Die Anzahl der Bestände, die zu stark befischt werden, nimmt zu, sagt Gerlinde Geltinger, sie ist PR-Managerin beim MSC. Gerade deswegen sei es wichtig, nach Wegen zu suchen, um diese Bestände nachhaltig zu bewirtschaften.
MSC will Anreize bieten, um nachhaltiger zu werden
Die Vorgaben, die der MSC an Fischereien stellt, sind zunächst nicht allzu streng. Auch Fischereibetriebe, die ökologisch bedenkliche Fangmethoden wie Grundschleppnetze oder Langleinen anwenden, können zertifiziert werden. Schließlich möchte man potenzielle Kandidaten nicht abschrecken, sondern auch Anreize bieten, die es den Betrieben ermöglichen sollen, an dem Programm teilzunehmen und mittelfristig nachhaltiger zu arbeiten.

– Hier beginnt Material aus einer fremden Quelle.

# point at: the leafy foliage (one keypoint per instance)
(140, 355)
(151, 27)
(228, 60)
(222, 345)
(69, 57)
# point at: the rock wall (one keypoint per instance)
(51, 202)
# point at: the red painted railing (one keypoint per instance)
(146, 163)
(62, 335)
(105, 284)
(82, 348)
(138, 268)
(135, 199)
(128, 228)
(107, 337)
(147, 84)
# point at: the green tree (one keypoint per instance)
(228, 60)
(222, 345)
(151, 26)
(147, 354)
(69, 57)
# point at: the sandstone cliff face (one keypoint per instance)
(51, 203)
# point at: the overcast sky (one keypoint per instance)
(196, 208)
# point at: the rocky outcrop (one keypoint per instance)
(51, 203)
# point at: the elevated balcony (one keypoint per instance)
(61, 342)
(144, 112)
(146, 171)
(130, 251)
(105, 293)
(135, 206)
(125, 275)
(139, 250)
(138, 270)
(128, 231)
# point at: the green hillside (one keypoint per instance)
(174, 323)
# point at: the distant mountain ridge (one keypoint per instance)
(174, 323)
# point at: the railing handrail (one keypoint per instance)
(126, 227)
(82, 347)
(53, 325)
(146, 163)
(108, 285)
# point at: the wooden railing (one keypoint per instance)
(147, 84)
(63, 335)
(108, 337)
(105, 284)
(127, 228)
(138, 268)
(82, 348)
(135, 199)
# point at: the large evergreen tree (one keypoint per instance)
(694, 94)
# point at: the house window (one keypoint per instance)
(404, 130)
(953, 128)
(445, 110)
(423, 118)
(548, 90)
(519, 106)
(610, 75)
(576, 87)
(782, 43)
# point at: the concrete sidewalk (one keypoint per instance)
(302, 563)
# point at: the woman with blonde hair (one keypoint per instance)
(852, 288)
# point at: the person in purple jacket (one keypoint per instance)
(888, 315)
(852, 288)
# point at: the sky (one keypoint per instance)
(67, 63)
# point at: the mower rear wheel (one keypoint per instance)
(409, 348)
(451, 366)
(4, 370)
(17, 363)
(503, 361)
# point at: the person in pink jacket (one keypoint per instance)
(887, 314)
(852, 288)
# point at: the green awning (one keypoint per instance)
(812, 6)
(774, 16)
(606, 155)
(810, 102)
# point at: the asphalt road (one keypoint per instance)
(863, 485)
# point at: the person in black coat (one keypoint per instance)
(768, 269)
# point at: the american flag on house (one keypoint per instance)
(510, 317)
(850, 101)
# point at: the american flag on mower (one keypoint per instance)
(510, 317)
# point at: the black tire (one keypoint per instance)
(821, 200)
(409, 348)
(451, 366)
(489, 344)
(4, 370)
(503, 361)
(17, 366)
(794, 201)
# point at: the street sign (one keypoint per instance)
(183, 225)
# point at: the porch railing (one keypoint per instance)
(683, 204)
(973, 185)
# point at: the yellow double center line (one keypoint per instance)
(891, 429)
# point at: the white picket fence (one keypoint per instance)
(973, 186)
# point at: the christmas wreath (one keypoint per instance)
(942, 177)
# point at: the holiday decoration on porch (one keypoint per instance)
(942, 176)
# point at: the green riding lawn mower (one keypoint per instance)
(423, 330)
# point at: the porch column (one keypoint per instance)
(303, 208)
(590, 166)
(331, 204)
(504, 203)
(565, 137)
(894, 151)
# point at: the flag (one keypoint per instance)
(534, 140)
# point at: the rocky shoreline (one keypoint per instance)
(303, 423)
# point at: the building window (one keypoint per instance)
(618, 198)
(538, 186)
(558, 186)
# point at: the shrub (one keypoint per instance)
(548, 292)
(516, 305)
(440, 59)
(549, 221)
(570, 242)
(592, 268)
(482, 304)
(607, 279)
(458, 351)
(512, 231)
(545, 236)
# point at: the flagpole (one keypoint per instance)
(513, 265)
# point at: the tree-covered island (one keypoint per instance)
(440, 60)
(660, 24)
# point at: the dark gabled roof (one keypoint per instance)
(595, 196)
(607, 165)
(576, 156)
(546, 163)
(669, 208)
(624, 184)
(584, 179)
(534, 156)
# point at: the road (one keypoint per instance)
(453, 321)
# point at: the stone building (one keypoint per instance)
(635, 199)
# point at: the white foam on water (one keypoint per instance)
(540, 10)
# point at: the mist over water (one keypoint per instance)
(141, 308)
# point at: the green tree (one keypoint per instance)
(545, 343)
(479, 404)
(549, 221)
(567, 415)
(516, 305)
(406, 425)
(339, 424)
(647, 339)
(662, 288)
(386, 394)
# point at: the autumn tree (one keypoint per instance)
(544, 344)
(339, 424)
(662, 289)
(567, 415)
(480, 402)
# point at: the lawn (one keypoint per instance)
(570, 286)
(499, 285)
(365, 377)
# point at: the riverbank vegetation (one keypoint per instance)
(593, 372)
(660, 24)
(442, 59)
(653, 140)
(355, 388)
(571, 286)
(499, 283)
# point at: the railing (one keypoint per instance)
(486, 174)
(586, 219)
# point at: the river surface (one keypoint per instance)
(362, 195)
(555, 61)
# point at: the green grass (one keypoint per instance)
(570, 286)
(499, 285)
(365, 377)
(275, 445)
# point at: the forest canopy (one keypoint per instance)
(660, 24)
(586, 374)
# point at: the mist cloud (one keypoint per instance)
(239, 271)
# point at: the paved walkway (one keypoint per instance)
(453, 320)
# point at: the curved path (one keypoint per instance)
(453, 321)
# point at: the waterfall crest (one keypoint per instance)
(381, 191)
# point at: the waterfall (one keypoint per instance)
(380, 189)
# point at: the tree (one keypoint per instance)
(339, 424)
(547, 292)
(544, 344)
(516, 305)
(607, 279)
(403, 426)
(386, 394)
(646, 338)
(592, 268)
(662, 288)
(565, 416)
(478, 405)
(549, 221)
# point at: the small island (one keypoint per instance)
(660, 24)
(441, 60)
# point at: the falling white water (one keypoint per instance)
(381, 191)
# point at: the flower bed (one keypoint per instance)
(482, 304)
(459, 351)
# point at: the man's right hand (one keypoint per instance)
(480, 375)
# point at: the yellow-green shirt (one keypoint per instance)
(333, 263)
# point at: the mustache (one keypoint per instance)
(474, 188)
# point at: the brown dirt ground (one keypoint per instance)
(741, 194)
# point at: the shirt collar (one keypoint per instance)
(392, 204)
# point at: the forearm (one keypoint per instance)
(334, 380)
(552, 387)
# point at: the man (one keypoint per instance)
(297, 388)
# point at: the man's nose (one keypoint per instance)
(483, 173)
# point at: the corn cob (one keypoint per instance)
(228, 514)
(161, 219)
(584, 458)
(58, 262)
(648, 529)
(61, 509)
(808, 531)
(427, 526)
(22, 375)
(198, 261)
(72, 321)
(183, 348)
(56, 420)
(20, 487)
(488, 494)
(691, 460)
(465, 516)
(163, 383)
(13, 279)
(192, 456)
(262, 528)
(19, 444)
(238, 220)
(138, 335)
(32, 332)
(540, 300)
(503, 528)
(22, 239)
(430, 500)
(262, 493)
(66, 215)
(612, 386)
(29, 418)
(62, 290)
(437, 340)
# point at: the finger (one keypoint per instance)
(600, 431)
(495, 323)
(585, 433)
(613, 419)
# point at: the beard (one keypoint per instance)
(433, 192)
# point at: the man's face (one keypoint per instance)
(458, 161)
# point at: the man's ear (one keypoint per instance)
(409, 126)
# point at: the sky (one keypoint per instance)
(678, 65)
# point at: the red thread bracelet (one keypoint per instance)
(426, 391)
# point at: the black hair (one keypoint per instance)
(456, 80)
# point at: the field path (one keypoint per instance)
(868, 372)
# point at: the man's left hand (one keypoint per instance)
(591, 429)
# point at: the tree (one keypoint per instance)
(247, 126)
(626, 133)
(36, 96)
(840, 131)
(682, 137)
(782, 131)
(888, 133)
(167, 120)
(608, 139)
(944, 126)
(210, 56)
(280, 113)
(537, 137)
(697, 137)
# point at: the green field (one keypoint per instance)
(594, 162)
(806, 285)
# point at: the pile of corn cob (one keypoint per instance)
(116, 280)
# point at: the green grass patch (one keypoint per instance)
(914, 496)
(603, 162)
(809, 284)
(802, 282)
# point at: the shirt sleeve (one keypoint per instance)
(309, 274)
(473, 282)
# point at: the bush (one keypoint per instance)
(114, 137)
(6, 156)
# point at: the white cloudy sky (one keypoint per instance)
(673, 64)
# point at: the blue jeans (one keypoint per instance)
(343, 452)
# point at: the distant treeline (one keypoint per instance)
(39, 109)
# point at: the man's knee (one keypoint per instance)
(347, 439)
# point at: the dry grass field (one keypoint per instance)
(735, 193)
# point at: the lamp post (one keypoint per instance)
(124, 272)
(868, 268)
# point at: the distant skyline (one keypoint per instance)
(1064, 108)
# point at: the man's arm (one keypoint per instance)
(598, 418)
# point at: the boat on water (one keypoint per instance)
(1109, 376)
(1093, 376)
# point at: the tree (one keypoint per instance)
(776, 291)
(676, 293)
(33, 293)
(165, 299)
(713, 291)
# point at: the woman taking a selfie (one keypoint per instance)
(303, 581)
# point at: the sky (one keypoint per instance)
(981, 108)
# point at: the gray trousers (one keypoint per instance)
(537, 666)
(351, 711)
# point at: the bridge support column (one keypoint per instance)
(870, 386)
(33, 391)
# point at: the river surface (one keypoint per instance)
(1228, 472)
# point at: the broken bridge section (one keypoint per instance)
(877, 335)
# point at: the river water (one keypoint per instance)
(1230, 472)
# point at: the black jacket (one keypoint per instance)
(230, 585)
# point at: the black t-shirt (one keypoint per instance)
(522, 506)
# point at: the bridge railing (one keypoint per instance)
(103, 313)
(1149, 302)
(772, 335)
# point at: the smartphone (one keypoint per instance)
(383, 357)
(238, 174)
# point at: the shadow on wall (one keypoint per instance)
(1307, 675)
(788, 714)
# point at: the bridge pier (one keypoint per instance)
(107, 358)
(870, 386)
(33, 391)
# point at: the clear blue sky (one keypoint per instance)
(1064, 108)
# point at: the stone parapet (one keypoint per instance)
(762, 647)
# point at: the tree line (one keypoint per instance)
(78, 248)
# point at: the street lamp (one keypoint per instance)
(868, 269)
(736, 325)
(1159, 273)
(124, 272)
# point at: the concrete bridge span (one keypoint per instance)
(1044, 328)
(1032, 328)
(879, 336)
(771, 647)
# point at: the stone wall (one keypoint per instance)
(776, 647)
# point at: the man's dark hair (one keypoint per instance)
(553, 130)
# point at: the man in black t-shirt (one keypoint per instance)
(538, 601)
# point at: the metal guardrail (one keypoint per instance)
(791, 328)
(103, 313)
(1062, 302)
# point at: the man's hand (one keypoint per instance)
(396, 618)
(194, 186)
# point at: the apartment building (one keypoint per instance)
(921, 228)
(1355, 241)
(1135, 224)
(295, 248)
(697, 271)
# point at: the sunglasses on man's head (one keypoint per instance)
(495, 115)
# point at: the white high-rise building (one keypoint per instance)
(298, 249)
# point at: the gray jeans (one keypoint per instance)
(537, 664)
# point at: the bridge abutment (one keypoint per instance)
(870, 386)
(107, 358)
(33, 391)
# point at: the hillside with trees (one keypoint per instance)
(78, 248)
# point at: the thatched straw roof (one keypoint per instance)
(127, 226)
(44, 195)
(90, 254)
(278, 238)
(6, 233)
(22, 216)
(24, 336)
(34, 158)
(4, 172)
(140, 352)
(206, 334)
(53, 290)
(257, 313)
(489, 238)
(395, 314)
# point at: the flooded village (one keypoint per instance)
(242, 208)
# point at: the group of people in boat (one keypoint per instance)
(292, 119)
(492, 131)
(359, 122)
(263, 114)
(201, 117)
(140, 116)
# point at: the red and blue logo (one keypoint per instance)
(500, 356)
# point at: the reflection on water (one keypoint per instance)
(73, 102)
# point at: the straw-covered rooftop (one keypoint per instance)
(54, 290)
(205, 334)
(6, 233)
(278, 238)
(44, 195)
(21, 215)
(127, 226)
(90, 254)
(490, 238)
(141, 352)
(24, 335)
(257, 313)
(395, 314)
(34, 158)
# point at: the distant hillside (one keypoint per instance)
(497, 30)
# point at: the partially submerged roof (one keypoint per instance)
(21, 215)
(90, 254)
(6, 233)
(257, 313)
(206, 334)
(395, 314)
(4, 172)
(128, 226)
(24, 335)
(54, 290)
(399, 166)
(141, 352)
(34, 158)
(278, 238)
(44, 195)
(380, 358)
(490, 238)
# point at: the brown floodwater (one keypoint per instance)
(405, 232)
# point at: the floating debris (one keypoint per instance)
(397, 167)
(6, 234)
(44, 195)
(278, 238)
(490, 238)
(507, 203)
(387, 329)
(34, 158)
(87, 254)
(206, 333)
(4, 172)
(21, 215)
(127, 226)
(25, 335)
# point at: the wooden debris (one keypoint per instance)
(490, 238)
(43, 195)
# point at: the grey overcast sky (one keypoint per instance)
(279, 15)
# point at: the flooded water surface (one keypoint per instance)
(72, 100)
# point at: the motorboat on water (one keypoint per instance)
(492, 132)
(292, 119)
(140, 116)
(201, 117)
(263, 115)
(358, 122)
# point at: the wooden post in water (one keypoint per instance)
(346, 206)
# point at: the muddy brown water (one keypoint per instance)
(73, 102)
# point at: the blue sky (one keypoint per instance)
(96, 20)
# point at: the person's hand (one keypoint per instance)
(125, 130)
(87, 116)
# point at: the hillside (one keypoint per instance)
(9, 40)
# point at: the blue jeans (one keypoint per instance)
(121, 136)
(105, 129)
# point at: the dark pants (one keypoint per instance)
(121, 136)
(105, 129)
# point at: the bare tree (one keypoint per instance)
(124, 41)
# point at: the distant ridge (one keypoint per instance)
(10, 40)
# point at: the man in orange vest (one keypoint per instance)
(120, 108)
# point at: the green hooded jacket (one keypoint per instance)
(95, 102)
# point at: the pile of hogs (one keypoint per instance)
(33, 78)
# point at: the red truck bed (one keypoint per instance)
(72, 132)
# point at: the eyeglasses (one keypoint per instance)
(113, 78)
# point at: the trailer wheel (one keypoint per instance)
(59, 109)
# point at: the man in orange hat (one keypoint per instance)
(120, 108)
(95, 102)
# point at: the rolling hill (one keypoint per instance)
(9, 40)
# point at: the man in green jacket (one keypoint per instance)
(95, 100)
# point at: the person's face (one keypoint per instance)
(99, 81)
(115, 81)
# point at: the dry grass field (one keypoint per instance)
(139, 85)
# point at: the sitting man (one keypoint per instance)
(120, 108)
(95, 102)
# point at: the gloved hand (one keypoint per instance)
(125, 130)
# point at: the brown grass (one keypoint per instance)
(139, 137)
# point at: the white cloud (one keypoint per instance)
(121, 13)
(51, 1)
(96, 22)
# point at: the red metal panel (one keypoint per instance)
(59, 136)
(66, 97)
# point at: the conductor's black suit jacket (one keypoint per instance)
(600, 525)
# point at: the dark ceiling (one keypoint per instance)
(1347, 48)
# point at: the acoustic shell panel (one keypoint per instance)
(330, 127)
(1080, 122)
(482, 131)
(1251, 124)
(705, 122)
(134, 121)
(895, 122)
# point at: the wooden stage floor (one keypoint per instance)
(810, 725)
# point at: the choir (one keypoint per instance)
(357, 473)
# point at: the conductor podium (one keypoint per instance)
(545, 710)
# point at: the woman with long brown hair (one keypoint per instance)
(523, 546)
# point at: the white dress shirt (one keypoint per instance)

Grundschleppnetze „zerstören einfach alles“
Grundschleppnetze führen aber dazu, dass neben den erwünschten Fischen auch zahlreiche weitere Meerestiere als Beifang im Netz hängen bleiben, kritisiert Ursula Bittner, sie ist Wirtschaftsexpertin bei Greenpeace Österreich. Greenpeace zählt zu den schärfsten Kritikern des MSC. Grundschleppnetze und andere industrielle Fangmethoden verursachen tendenziell eine sehr große Menge an Beifang: „Mit Grundschleppnetzen fährt man am Meeresboden entlang und zerstört eigentlich alles“, sagt Bittner.
MSC: Betriebe werden jährlich kontrolliert
Fischereibetriebe, die ökologisch-bedenkliche Praktiken anwenden, müssen dem MSC gegenüber zusichern, ihre Methoden zu verbessern und nachhaltiger zu werden. Die Fortschritte würden jedes Jahr von ausgesuchten und unabhängigen Kontrolloren überprüft, die auch die Einhaltung der MSC-Kriterien überwachen, so MSC-Sprecherin Geltinger. Die Ergebnisse würden außerdem von weiteren Experten kontrolliert, und auch Umweltverbände seien in solche Prüfungen eingebunden, so Geltiner.
Greenpeace zweifelt an Unabhängigkeit der Prüfer
Greenpeace zweifelt die Unabhängigkeit der Gutachter an, diese werden nämlich von den Fischereibetrieben bezahlt. Der MSC argumentiert, dass auch Automobilclubs, die Pickerl-Überprüfungen anbieten, von Autofahrern und Autofahrerinnen finanziert werden, ohne dass man Zweifel an den Prüfergebnissen haben müsse. Zu Interessenskonflikten könne es zwar kommen, diese würden aber durch die internen Kontrollmechanismen begrenzt, so Geltinger.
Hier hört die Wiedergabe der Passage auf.